Mid Yorkshire Hospitals NHS Trust has said it welcomes the move to overhaul the way casualty services work.

With accident and emergency units reaching breaking point across the country, NHS medical director Sir Bruce Keogh yesterday announced a blueprint to radically reduce the number of patients attending A&E.

His plan would see more patients with serious or life threatening conditions receiving treatment in specialised centres instead of at A&E.

A&E departments would be rebranded and split into Major Emergency Centres, which would provide a high range of specialist services, and smaller Emergency Centres.

Fears for the future of A&E in Huddersfield and Calderdale  

The proposals also include a beefed up 111 service, moves to boost ‘self care’, along with a higher level of ambulance care to allow patients to be completely treated on scene.

Managers at the trust say the idea is the same as what they are trying to achieve in north Kirklees.

Their plan is to downgrade Dewsbury A&E to a minor injuries unit and send critical patients to Pinderfields and Pontefract where higher skilled medics will be based.

Stephen Eames, Chief Executive of the Mid Yorkshire Hospitals NHS Trust, said: “The recommendations made by Sir Bruce are exactly what we are trying to achieve on the ground here in Wakefield and North Kirklees.

“In particular, we recognise a lot of similarities in the model being recommended for Accident and Emergency departments with what we are proposing for our emergency departments in Dewsbury and Wakefield.

“By introducing two types of A&E called Emergency Centres and Major Emergency Centres, we can ensure people have access to the right level of care in the right place, seven days a week.”
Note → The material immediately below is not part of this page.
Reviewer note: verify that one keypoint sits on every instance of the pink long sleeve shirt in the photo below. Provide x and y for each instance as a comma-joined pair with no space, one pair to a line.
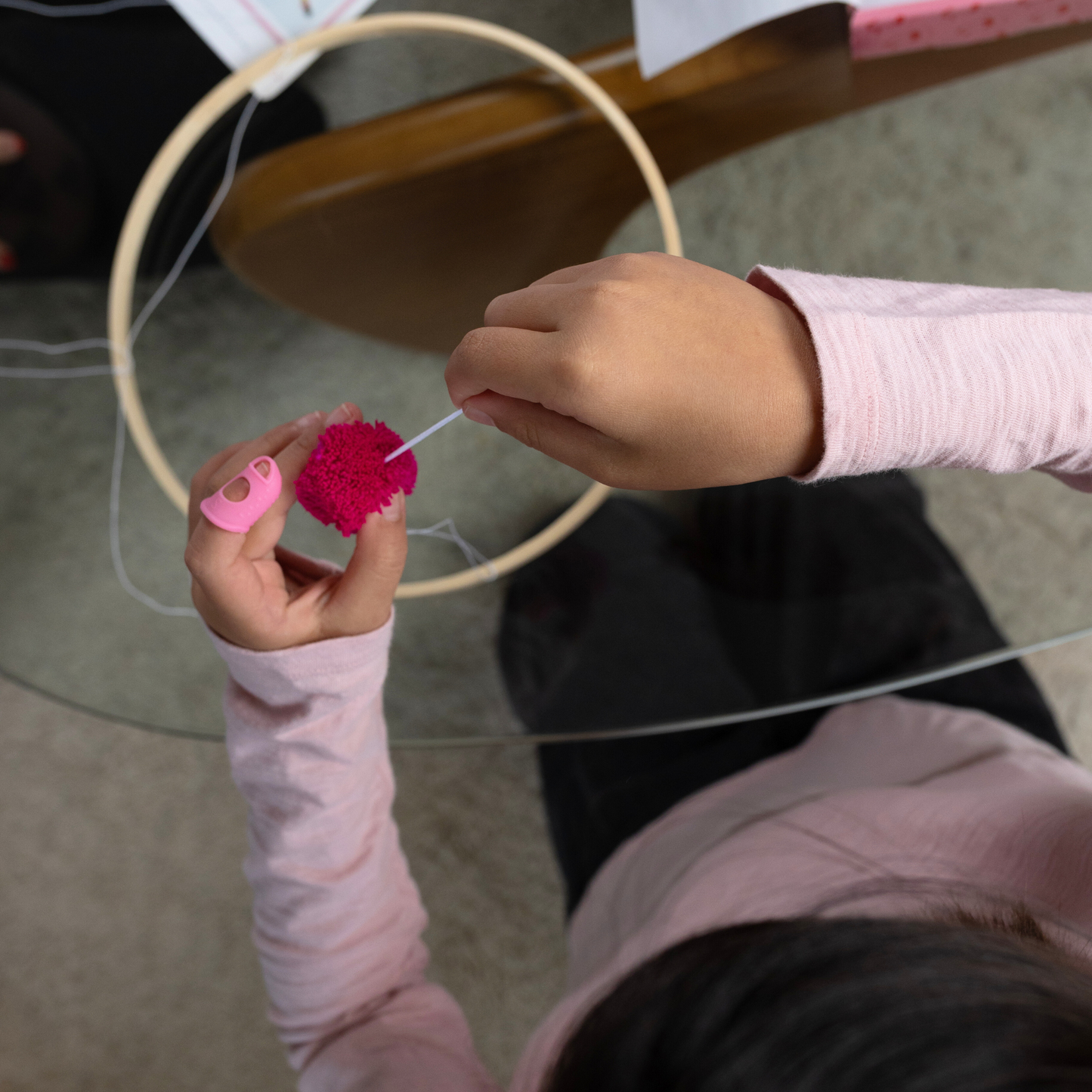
888,807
Dr Sarah Robertshaw, Consultant in Emergency Medicine at the Mid Yorkshire Hospitals NHS Trust, said: “By centralising our specialist doctors and equipment in a Major Emergency Centre we can ensure we have consistent levels of senior staffing and access to expertise seven days a week. This is what is needed to deliver the very best outcomes for patients.

“The trade off for operating a Major Emergency Centre is that we cannot support it in every locality. Whilst we realise this is difficult for some people to accept, my colleagues and I believe wholeheartedly it will mean we save more lives and people will experience a better recovery from things likes strokes and heart attacks.”

The Trust’s A&E plan has been backed by doctors on North Kirklees Clinical Commissioning Group and Dewsbury MP Simon Reevell.

But the decision has been sent to the Secretary of State after Wakefield and Kirklees councillors’ joint health scrutiny panel said it was not convinced the proposals were in the “best interests” of residents.